The New Boys Club: Menswear For Women

The suiting trend that's been cropping up at New York and London fashion weeks.

Victoria Beckham's take on menswear.

Victoria Beckham’s take on menswear. Getty Images

Call it a fall out from Hillary Clinton’s presidential bid. Call it a resurgence of trends we’ve seen before. Call it a highly unlikely coincidence. But whatever you call it, the empress has new clothes.

At New York Fashion Week this season, Victoria Beckham opened her show with a model in a blazer and skirt. While it might not seem a big thing to you, Posh Spice admitted to Vogue that the combination was new for her. Apparently she has became enamored with the silhouette, as quite a few of the 37 models in her runway show wore blazers and skirts. Others were rocking similarly preppy basics, like cardigans. Oversized in nature, those pieces were sometimes swapped out for boxy outerwear, all seemingly with origins in menswear.

Designer Suzanne Pelaez of the brand Suzanne Rae also took up the cause. Pelaez was clear about her reasons for twisting menswear into women’s pieces. “No matter how prestigious or accomplished I ever become, I’ll never be a part of [the Old Boy’s] club,” she told the Observer.
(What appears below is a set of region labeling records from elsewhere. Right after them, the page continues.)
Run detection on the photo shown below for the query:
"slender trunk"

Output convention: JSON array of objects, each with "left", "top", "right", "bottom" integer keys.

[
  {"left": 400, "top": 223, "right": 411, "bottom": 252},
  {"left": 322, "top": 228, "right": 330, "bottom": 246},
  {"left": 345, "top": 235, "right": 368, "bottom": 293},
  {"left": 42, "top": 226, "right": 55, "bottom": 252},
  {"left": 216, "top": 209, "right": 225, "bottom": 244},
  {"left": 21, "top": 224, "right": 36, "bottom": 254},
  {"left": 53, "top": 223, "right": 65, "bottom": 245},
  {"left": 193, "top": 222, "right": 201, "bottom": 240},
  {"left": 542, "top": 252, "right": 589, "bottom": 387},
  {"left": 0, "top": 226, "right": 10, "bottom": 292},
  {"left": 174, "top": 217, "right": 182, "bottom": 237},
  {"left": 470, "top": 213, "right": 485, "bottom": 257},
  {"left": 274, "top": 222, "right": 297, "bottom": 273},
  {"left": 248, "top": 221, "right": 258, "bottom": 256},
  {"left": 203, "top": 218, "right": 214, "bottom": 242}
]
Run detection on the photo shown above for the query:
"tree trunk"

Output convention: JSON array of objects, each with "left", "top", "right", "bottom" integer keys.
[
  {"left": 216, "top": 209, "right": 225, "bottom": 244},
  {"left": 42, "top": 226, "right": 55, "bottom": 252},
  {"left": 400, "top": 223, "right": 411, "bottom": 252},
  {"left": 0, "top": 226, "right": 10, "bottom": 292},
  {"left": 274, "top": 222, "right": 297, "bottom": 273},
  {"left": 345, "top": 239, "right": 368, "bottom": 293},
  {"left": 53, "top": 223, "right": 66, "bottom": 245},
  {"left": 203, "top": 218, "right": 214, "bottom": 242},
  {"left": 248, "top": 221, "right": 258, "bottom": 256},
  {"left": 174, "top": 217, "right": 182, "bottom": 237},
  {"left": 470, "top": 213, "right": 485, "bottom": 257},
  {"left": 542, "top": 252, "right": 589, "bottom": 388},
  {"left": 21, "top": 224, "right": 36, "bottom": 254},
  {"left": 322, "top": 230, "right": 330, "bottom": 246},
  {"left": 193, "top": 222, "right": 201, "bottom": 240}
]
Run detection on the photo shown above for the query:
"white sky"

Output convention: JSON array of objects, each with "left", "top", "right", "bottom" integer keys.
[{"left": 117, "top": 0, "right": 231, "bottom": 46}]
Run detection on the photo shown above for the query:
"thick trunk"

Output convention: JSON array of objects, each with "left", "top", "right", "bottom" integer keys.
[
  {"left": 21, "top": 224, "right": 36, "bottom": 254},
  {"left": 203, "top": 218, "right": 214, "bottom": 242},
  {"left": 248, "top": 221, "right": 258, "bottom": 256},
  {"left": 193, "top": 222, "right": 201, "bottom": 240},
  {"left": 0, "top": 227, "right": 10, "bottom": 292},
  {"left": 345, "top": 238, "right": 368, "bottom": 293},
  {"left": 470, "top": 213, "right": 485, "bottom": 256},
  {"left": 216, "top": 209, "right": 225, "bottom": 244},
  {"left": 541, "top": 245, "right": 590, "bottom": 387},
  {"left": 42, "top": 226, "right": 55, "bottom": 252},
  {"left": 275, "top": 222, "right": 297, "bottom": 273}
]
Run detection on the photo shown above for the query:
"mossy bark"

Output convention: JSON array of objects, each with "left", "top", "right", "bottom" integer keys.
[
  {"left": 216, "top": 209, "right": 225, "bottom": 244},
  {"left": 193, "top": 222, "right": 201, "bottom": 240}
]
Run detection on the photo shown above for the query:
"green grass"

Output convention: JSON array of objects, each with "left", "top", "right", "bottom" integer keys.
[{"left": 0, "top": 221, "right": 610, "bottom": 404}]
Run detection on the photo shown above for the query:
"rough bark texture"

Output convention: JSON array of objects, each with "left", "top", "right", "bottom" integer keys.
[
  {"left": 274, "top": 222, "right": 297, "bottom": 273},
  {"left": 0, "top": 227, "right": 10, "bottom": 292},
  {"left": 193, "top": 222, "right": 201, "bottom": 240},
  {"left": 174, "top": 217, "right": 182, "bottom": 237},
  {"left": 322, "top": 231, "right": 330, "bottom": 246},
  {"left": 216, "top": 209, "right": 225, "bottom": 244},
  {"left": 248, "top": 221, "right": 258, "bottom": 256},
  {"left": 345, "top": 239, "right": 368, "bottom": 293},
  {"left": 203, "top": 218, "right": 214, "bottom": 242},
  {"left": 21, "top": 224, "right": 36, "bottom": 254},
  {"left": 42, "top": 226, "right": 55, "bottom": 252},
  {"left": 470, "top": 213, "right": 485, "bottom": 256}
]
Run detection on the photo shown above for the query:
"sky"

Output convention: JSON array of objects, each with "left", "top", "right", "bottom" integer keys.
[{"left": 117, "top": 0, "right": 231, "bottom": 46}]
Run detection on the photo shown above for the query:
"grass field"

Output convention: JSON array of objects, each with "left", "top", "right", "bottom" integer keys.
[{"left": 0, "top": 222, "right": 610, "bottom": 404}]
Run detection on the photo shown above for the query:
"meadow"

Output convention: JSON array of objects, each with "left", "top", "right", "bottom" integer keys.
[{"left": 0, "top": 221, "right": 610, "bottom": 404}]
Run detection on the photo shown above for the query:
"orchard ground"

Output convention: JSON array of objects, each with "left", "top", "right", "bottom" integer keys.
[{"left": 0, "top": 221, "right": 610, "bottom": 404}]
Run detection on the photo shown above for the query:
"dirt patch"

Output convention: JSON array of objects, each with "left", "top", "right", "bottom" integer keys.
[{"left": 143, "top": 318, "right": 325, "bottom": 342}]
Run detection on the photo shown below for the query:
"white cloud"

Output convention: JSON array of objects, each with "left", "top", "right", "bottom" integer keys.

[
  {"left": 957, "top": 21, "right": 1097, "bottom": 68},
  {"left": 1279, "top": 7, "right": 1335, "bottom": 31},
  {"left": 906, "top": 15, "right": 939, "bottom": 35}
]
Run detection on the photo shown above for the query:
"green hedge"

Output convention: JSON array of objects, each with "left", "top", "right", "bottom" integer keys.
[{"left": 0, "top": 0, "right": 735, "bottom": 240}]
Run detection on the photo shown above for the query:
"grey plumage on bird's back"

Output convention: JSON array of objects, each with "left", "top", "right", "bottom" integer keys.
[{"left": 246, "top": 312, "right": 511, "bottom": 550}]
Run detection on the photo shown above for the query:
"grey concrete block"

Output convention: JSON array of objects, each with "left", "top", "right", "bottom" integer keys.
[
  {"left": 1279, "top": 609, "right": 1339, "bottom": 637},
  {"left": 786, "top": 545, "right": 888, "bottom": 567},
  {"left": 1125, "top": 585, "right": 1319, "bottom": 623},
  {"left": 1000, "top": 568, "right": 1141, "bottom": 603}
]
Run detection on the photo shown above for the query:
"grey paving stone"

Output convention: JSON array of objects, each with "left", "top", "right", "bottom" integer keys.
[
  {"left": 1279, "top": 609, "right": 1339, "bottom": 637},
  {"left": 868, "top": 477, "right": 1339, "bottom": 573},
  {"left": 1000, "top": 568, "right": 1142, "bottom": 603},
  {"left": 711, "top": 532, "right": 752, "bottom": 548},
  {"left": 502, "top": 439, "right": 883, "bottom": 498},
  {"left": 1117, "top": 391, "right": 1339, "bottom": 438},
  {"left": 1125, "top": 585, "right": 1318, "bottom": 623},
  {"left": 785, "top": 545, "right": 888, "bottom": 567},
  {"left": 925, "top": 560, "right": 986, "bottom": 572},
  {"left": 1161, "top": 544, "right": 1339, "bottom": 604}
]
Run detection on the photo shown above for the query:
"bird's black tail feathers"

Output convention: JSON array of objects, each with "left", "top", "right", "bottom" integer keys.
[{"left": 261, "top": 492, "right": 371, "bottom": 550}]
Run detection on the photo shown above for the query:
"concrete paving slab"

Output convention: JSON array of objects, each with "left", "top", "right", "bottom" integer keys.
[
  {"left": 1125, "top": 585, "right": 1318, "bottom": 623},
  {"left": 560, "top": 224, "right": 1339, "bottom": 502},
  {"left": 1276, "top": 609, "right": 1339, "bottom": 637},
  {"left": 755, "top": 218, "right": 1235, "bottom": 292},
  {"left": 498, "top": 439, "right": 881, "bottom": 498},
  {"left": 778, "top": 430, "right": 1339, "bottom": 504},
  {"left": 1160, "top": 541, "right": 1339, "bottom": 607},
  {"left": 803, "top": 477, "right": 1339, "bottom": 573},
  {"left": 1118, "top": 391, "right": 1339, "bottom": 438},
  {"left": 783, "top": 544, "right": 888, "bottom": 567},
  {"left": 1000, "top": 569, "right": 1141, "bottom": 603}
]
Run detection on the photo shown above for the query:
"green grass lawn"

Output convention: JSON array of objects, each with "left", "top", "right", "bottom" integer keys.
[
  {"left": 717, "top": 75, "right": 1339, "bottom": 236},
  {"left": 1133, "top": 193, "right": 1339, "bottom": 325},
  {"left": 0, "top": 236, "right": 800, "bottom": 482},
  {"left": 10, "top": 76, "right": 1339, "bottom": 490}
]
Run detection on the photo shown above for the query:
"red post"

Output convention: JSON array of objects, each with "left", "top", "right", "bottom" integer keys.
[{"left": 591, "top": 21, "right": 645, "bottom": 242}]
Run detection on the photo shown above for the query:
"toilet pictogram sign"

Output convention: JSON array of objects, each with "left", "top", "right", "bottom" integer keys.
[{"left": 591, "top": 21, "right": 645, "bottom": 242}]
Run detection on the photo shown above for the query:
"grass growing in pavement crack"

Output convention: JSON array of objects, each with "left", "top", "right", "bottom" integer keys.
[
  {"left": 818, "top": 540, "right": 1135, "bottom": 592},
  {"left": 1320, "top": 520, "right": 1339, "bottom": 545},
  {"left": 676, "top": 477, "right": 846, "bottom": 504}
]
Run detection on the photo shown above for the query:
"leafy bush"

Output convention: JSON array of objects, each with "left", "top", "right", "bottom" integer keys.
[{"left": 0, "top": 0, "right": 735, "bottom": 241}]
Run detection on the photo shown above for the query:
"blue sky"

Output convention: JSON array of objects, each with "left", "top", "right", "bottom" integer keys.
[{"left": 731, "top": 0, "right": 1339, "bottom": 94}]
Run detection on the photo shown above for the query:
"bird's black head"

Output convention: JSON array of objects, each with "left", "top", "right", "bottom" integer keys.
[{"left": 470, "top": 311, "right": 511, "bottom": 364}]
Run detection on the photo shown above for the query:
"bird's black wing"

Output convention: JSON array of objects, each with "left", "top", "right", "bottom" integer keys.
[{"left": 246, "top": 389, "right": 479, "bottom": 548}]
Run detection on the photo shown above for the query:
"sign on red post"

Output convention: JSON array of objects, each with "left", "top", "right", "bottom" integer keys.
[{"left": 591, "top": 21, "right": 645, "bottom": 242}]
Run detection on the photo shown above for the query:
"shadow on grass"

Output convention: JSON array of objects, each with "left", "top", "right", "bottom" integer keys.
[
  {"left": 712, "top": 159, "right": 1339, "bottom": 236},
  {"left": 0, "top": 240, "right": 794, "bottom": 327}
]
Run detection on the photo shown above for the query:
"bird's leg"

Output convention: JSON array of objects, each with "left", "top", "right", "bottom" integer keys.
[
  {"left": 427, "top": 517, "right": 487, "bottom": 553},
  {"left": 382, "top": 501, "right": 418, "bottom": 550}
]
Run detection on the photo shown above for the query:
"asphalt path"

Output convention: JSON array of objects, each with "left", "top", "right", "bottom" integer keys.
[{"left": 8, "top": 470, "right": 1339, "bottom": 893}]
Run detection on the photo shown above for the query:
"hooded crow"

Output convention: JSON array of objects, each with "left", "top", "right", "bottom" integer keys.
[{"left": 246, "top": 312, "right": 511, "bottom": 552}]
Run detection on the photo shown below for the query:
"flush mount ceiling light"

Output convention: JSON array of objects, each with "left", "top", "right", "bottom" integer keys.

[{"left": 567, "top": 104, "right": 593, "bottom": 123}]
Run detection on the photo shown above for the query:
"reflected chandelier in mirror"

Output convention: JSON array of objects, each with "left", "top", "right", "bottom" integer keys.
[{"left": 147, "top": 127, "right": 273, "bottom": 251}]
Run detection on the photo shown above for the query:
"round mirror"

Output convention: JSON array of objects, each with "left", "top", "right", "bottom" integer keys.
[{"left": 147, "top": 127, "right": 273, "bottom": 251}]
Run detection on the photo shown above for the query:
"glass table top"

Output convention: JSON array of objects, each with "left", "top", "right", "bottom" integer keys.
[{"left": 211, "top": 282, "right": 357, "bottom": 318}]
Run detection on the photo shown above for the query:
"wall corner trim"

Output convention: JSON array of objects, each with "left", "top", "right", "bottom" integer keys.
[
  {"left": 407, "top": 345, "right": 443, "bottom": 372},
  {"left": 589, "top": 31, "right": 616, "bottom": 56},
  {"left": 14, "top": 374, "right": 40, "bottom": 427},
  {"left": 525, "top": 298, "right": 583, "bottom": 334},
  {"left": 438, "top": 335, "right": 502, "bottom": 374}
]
So she set out to make her own club, replete with oversized blazers, custom crests, high-waisted corduroy trousers and cardigans. It was a smart take that didn’t sacrifice the sartorial for the sentiment.

A take on menswear at Daks.

A plaid suit at Daks. Getty Images

The idea continued on in London. At Daks, the check was on display as everything from capes to sheer, tiered dresses and trousers. It’s little surprise that the brand took on menswear inspirations, as a majority of the label’s customer base is men but, the tactic was notable all the same. Watching the actual show was slightly disorienting. Coats came down buttoned on the right or the left side; the seat of a pair of navy trousers ran quite long in comparison to others. Of the line up, oversized pinstripe blazers were a clear standout, though the neat cardigan and pleated skirt number was simple enough to be memorable.

While the menswear inspiration didn’t seem to overtake the entire of the Mulberry range, they wormed their way into some of the collection’s beginning looks. Strong shoulders and boxy jackets, served up in various checks, felt very familiar. Balenciaga anyone? Maybe that explains why the brand brought Lotta Volkova on to style the presentation; she’s well-known for styling the shows of Demna Gvasalia.

Blazers from the Mulberry show.

Blazers from the Mulberry show. Courtesy Mulberry

While this could all just be aesthetics, any shrewd observer of fashion knows that widespread trends are typically tied to what’s going on in culture. And considering the tumultuous area the world finds itself in today, there’s no denying that is what’s at play here.